Supernovae (SNe) are stellar explosions. Their catastrophic nature make them powerful probes of the evolution and life cycle of different types of star. Type Ia SNe are also used as standardisable candles to measure cosmic distances and as a probe of dark energy. Supernova science is a core activity for the time domain community and the Liverpool Telescope (LT) receives more proposals based on the follow-up of supernovae and related stellar explosions than any other science topic.
Distribution of LT proposals based on science area showing that supernovae are the most popular science topic.
The term 'supernova' covers a wide, and growing, variety of stellar explosions which can be distinguished according to their explosion mechanism. The four boxes below summarise the key supernovae of interest to the NRT project, including the 'exotic' subclass which include new and exciting sources which are predicted to be discovered by the cadences and depths provided by new survey facilities.
- White dwarf and another star
- Apparent homogeneity
- Mature and direct probe of dark energy and accelerating Universe
- Observationally diverse
- Multiple progenitor scenarios
- End of life for massive stars
- Wide range of subclasses
- Affected by metallicity, rotation rate, binary companions
- Early time spectra can probe shock breakout phase
- Asymmetricity common; can be probed using polarimetry.
- Relatively new class of extremely luminous transients
- Variety of explanations for mechanism of energy conversion
- Models include ejecta-circumstellar collisions, fast-spinning neutron stars or large 56Ni masses.
- New surveys detect previously unknown variable sources
- ATLAS source AT2018cow first of a new class of fast and blue transient
- First spectrum obtained by LT
- Rapidly growing class
- Defy current SNe models
To date, two gravitationally lensed supernovae (LSNe) have been discovered. These sources present an exciting opportunity to probe cosmological parameters such as the dark energy content of the Universe and its expansion history. Multiple images of transient events are not observed simultaneously due to their different paths through the Universe and lens; these time delays between images can be used to measure the Hubble constant. Rubin is forecast to discover ~50 type Ia SNe per, however, the observing cadence does not yield sufficiently many LSNe with accurate and precise time delays, therefore there is a critical need for high cadence, multi-band monitoring of future Rubin LSNe, along with confirmation spectroscopy to determine characterisation. The NRT is ideally suited to this task.

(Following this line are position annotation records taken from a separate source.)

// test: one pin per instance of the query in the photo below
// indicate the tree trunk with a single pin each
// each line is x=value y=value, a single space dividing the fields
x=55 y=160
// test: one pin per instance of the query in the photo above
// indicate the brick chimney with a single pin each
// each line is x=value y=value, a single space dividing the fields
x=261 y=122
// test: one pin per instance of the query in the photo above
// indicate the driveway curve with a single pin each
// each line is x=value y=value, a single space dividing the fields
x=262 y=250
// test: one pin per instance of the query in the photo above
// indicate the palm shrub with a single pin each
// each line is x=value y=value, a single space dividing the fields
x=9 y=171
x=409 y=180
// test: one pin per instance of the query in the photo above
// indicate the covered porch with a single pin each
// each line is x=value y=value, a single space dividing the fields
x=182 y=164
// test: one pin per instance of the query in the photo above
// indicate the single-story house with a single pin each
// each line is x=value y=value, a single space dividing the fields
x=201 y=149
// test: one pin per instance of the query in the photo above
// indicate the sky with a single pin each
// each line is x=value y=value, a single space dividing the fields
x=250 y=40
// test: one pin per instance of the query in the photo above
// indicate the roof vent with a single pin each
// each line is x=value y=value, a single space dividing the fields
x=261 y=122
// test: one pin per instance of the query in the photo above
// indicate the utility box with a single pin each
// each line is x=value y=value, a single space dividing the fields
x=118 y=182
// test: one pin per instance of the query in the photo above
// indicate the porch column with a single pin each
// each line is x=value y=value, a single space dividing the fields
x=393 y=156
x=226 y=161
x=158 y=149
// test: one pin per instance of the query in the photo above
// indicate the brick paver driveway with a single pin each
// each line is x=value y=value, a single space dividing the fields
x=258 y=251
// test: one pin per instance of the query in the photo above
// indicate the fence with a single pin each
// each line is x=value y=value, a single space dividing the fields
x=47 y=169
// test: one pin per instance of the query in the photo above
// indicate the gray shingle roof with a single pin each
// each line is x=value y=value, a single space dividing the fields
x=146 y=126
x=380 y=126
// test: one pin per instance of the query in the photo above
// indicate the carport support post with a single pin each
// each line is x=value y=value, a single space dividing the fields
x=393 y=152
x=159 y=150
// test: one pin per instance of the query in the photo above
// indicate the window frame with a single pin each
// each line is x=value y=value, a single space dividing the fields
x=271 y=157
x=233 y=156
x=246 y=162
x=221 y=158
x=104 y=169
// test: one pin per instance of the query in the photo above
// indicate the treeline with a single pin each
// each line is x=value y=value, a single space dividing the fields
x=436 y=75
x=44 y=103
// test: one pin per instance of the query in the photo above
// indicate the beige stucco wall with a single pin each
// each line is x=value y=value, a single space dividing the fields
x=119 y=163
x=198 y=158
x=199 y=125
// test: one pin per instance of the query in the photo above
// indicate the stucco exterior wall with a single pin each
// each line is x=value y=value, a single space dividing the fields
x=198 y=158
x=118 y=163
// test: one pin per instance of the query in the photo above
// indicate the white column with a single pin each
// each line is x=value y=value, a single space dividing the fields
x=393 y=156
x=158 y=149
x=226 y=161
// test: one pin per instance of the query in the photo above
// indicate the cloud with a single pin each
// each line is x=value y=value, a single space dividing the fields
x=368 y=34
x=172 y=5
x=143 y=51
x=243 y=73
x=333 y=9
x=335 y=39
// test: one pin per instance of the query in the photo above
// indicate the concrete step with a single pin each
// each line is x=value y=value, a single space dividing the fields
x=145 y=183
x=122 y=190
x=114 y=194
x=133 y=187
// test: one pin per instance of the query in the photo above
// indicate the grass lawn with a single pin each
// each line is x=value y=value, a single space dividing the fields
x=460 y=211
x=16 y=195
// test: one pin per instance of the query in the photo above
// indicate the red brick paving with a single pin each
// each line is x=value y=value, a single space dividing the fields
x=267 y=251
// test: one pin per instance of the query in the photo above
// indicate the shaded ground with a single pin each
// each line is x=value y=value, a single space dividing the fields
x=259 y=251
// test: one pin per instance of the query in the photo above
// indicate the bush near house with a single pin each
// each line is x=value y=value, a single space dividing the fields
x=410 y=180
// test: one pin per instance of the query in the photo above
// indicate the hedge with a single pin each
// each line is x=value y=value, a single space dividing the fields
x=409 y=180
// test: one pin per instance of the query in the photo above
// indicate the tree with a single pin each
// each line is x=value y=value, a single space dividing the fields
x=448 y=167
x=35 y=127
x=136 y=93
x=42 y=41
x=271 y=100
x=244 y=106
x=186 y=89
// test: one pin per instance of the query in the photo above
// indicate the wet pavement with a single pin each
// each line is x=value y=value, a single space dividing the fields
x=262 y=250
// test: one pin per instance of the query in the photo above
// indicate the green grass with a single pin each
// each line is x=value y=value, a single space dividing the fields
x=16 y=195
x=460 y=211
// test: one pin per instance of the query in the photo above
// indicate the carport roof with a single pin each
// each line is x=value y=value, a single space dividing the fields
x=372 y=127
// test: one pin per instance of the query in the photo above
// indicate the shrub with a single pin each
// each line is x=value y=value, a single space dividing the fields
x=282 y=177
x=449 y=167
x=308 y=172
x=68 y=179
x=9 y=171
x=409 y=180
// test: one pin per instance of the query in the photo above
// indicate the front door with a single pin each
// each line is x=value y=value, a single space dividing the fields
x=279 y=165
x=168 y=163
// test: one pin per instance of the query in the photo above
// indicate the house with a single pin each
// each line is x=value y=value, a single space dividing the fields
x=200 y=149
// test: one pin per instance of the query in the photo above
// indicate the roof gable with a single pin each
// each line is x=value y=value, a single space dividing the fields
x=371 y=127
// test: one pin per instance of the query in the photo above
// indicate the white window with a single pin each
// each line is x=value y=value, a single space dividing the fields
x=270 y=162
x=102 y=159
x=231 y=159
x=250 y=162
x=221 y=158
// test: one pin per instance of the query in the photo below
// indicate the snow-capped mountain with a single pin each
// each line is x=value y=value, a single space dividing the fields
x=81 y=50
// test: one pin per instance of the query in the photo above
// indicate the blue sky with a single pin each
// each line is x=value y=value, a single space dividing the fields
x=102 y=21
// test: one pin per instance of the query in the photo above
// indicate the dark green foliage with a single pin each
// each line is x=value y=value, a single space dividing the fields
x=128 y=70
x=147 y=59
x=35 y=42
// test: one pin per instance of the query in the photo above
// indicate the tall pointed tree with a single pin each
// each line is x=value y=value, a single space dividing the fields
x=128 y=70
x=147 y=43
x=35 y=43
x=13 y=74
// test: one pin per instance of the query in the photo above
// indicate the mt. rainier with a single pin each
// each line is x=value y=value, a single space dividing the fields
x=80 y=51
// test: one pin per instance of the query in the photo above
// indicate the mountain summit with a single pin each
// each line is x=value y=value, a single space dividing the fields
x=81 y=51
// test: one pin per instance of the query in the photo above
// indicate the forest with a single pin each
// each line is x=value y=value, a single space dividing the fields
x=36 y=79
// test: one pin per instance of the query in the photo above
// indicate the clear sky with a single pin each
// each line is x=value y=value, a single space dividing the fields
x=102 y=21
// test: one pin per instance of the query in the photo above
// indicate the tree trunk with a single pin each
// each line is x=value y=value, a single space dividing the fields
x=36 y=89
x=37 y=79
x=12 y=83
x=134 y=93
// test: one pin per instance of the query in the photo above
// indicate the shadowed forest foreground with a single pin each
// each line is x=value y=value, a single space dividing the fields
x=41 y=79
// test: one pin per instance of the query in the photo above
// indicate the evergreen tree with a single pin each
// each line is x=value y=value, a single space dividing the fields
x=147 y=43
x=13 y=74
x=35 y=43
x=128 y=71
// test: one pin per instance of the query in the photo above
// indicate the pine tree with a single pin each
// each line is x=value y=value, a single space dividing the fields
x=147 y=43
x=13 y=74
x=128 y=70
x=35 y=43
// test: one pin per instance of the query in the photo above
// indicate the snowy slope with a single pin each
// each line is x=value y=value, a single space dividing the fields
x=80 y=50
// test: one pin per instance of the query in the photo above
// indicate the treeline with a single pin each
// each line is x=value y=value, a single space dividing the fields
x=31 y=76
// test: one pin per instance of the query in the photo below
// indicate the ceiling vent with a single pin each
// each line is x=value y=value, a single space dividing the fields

The modern survey era has seen the rate of discovery of new SNe jump to thousands per year, providing scope for large scale and systematic approaches to classification and follow-up for population studies. There has also been the discovery of new and exotic phenomena which challenge existing explosion and progenitor models, such as superluminous supernovae. Nightly-cadence surveys such as ZTF and ATLAS are currently revealing a population of fast and blue transients; heralding the promise of the 'faint and fast' Rubin era. These searches cannot operate effectively in isolation as they provide only limited photometric information, a limited cadence and, in some cases, sacrifice spatial resolution for field of view. Multicolour light curves are crucial for classification purposes: without detailed photometry to provide supernovae luminosities and colours, the physical parameters of the supernova explosions cannot be mapped, and the large samples for cosmological studies cannot be assembled.
The NRT will provide essential photometric follow-up of these survey candidates, even as the cadences of the surveys themselves improve. The Vera Rubin Observatory's Legacy Survey of Space and Time will image the entire Southern sky every few days, but the observing cadence in the same filter will be typically much longer.